# BSOD while playing wow



## raai (Dec 9, 2007)

when i run wold of warcraft the blue screen of death appears or it appears while im playing it i tried to update my video card but it said its with the latest update and i got the requierments of world of warcraft even better than the requierments.

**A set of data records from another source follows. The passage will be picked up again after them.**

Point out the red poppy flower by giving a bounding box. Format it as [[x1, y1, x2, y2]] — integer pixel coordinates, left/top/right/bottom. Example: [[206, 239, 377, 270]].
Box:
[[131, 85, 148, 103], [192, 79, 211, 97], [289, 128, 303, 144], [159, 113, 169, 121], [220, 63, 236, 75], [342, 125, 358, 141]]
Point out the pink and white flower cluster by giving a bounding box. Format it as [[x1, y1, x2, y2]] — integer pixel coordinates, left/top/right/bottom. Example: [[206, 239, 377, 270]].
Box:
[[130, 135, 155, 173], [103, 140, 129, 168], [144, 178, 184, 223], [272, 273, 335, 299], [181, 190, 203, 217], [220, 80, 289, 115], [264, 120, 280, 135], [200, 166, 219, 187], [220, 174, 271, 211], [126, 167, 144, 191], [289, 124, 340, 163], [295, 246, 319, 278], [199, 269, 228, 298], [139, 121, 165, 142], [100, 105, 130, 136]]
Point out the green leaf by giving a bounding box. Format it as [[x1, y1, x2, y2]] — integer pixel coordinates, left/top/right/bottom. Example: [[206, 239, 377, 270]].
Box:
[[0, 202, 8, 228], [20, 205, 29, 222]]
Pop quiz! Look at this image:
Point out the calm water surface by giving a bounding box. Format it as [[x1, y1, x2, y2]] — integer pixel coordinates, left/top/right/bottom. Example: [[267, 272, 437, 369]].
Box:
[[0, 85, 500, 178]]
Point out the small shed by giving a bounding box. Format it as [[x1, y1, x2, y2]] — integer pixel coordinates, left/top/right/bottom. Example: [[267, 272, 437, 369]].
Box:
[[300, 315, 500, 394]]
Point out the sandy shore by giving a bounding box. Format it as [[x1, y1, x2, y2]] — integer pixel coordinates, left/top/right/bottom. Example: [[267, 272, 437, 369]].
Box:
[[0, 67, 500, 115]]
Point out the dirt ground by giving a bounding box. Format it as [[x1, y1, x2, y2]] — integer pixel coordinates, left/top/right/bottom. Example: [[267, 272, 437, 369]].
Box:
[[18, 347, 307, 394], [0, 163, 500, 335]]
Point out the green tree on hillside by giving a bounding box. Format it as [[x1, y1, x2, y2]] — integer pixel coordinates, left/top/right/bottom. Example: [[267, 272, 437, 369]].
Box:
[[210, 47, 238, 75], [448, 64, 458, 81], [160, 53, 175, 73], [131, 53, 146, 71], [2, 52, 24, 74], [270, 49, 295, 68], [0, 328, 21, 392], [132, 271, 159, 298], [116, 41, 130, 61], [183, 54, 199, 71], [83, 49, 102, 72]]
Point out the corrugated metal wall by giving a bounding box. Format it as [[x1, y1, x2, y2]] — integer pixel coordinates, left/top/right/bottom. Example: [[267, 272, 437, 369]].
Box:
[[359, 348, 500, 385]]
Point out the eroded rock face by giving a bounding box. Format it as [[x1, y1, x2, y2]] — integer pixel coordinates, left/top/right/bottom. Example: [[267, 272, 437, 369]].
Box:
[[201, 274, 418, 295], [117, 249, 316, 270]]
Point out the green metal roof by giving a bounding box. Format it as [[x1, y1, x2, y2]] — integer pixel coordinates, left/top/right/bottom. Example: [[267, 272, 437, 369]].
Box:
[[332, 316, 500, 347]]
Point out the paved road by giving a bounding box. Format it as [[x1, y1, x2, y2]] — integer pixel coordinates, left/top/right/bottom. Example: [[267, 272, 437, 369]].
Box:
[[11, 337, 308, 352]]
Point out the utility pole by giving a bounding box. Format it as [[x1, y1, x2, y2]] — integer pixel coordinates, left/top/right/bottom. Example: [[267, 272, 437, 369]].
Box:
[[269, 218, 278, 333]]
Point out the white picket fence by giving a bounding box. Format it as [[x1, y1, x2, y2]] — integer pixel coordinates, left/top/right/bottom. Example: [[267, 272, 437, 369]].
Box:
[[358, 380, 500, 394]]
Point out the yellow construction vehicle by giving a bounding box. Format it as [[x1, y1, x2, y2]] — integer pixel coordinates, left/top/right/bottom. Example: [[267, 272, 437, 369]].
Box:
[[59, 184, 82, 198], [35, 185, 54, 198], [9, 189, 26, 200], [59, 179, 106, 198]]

can any 1 help me with this problem

:4-dontkno


----------



## raai (Dec 9, 2007)

is any1 there???? in the requirements the video card needed is geforce2 i got Intel(R) 82945g express chipset family i dont know if its better than geforce2 or not but can any 1 help me plz!!


----------



## raai (Dec 9, 2007)

sometimes it says that the problem is caused by igxprd32 and it got stuck in an infinite loop can any 1 plz answer!!!!!!!!!!!!!!!!!!!!!!!!!!!!!!!!!!!!!!!!!


----------



## dai (Jul 2, 2004)

igxprd32 is related to your onboard video chip have you checked this meets the requirements for the game
try reinstalling the driver


----------



## raai (Dec 9, 2007)

i got Intel(R) 82945g express chipset family video card the required video card is geforce 2 or higher i dont know which video card is better


----------



## dai (Jul 2, 2004)

i don't play games but from searching they seem to recommend gf4 or better


----------



## raai (Dec 9, 2007)

nah i saw the requirements and it was geforce2 (minimum)


----------



## ebackhus (Apr 21, 2005)

The Intel chipset you have is an integrated chipset and is most likely NOT supported. Even if it does work a little bit there's little in the way of available support for unsupported devices.


----------



## raai (Dec 9, 2007)

ok thank u guys so much for your help


----------